University of Cincinnati, Cincinnati, OH, United States

The long term objective of this research program is to significantly enhance our understanding of megakaryopoeisis at the molecular level.
Three specific aims are proposed. The first is to document the role of the c-ski proto-oncogene in megakaryopoeisis. Preliminary studies in several human hematopoietic tumor cell lines showed that expression of the c-ski proto-oncogene is specifically induced during in vitro megakaryocyte differentiation but not during erythroid or myeloid differentiation. The importance of ski expression in mediating megakaryocyte differentiation will be tested by inhibiting its activity in various hematopoietic cell lines through use of antisense oligonucleotides, antisense RNA, ribozymes, and a dominant-negative mutant of ski. Additionally, overexpression of ski in the same cell lines will be examined to determine if ski expression, by itself, is sufficient to induce the initial stages of megakaryocytic differentiation. The ski protein appears to be a transcription factor that binds specific responsive elements in DNA, and these sequences have been located in the promoter regions of four platelet/megakaryocytic specific genes, as well as in the upstream region of the gene encoding the erythroid/megakaryocytic transcription factor GATAI. Therefore, the role of ski-responsive elements in these cell lines will also be examined, through the use of appropriate reporter constructs. The second specific aim is to identify, in a model cell line, CHRF-288-11, mRNAs whose expression changes during megakaryocyte differentiation. These will be identified using two recently developed PCR-based cDNA cloning techniques; differential display, and a gene expression screen. Once obtained, these cDNAs will be used for the experiments described in the third specific aim, which is to determine if their expression is necessary and/or sufficient for differentiation to occur.
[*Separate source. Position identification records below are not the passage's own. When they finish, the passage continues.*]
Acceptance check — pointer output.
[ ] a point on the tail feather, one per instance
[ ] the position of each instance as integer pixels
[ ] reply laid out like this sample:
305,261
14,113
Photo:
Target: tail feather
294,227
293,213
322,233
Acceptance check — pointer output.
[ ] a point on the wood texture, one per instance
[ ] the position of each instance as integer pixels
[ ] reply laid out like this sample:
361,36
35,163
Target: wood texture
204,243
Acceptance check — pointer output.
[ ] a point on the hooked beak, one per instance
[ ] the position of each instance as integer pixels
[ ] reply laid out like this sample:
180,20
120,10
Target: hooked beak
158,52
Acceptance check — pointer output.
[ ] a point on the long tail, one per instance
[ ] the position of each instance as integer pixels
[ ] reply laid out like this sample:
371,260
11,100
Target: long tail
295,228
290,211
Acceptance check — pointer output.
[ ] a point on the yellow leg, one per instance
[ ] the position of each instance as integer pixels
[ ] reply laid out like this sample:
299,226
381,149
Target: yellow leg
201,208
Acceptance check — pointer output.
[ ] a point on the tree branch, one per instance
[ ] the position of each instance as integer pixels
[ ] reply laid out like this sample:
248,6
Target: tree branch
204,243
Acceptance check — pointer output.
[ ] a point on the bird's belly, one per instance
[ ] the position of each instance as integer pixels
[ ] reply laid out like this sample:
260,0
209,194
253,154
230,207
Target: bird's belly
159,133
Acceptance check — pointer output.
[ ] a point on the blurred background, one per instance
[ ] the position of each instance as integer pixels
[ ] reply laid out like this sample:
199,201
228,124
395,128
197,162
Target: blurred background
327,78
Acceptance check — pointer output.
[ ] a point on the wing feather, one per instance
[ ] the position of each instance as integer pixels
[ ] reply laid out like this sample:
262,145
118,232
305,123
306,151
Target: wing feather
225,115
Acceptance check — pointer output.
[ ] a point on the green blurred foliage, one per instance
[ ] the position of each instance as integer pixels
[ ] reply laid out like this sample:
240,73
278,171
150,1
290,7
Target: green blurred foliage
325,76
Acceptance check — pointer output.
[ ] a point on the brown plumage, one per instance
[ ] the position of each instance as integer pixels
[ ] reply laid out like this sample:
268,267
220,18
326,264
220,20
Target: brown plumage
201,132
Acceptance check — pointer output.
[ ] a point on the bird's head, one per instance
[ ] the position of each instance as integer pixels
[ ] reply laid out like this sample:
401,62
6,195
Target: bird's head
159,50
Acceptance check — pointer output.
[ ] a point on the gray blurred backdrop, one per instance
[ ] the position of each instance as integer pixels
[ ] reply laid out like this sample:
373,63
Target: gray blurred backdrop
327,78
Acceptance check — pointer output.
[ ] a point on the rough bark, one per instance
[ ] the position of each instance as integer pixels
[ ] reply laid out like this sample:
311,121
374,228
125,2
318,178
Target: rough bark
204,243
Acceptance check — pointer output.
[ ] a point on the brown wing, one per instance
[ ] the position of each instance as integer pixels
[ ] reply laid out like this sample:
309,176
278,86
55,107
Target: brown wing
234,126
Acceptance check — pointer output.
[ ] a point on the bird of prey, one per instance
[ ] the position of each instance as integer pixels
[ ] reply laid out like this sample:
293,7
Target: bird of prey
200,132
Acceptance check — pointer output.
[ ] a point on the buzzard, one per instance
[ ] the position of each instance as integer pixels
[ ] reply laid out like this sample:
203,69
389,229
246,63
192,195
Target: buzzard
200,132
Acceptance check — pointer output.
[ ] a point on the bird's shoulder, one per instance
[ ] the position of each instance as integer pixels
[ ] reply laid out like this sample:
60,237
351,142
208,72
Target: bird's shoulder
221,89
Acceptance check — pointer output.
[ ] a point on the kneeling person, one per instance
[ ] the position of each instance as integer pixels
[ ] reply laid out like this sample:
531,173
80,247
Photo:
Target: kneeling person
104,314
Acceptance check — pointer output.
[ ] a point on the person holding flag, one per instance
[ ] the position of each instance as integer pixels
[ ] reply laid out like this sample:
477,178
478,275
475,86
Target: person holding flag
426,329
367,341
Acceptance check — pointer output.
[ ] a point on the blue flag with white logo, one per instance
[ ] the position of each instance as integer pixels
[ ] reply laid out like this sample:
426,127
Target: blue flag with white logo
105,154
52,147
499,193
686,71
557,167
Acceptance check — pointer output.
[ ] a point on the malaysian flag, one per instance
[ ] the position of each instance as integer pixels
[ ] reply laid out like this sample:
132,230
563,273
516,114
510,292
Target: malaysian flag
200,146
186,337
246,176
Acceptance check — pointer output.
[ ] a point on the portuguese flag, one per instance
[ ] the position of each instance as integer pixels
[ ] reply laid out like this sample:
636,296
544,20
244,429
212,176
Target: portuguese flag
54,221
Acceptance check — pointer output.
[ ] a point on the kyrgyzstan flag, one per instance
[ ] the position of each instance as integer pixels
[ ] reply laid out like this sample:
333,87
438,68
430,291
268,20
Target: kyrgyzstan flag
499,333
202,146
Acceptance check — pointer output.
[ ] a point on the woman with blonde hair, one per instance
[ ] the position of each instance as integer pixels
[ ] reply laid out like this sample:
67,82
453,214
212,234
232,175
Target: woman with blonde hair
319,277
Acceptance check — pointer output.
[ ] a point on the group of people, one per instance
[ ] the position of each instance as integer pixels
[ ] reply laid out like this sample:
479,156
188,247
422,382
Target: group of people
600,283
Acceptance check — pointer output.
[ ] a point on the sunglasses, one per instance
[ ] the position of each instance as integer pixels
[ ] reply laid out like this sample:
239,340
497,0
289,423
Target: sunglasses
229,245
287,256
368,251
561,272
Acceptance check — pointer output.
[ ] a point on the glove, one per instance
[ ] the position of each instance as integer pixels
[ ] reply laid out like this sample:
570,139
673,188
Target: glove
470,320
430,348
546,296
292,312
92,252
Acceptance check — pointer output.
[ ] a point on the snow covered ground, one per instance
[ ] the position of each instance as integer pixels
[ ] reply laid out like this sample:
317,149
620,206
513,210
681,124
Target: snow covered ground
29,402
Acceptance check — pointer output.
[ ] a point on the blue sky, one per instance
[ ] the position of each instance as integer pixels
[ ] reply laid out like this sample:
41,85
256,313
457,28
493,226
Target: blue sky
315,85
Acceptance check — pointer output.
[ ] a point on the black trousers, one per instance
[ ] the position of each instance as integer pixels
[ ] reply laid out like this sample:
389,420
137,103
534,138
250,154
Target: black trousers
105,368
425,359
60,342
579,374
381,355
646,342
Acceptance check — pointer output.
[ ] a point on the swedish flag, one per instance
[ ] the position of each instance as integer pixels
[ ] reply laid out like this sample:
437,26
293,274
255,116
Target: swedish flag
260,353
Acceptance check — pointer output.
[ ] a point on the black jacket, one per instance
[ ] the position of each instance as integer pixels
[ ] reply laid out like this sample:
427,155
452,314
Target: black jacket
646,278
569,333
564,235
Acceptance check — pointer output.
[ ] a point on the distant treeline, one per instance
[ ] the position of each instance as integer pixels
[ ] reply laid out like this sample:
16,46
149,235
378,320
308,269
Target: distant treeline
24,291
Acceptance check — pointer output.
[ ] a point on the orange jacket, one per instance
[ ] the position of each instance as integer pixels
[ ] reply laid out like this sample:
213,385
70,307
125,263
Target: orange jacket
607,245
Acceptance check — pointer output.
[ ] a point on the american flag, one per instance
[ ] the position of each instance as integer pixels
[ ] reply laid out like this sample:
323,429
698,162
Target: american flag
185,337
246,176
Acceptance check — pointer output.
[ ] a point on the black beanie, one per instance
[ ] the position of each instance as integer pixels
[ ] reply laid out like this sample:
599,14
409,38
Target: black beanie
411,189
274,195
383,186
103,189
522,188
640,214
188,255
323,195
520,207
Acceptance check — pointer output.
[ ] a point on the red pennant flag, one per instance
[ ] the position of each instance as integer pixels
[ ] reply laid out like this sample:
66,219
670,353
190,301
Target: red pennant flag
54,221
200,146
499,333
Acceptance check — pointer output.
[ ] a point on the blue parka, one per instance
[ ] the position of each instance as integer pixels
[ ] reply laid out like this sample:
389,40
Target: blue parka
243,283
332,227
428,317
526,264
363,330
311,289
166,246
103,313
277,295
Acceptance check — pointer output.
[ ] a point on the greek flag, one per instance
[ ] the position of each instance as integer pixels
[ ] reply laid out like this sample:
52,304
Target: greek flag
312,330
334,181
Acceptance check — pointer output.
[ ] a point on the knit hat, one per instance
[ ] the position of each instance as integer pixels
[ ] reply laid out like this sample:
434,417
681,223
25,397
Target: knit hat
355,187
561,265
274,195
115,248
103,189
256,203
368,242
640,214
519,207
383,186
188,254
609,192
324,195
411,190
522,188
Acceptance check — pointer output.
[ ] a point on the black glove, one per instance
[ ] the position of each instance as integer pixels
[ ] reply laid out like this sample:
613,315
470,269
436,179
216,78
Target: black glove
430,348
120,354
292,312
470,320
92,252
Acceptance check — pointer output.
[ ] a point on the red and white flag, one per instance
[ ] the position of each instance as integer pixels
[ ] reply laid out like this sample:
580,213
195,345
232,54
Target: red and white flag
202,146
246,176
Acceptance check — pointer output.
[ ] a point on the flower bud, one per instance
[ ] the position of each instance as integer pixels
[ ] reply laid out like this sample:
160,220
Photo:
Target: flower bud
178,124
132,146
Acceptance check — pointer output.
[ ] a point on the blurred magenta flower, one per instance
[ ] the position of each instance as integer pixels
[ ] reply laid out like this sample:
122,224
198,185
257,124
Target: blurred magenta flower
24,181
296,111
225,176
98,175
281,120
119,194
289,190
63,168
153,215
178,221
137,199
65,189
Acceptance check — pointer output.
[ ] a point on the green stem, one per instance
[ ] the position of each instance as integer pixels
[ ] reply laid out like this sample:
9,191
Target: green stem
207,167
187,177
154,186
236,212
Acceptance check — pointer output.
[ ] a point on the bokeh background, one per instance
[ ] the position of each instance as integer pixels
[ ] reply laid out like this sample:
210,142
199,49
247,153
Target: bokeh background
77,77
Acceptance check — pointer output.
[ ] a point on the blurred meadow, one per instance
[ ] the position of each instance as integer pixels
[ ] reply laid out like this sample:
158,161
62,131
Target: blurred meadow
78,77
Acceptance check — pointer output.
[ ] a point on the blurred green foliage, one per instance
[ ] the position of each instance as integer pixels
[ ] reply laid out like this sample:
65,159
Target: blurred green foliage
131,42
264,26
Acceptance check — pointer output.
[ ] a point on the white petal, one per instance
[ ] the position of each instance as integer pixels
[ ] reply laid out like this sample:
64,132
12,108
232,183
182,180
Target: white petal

These experiments will employ overexpression and inhibition of expression techniques similar to the ones outlined in the first specific aim, in which the role of the c-ski protooncogene was assessed. In this manner genes important in regulating megakaryopoeisis will be identified allowing their mechanism(s) of action to be determined. With this information in hand, it may become feasible to design agents to artificially manipulate the expression of these genes, which has important implications both for treating diseases in which platelet production is impaired, and for engraftment of megakaryocytes after bone marrow transplantation.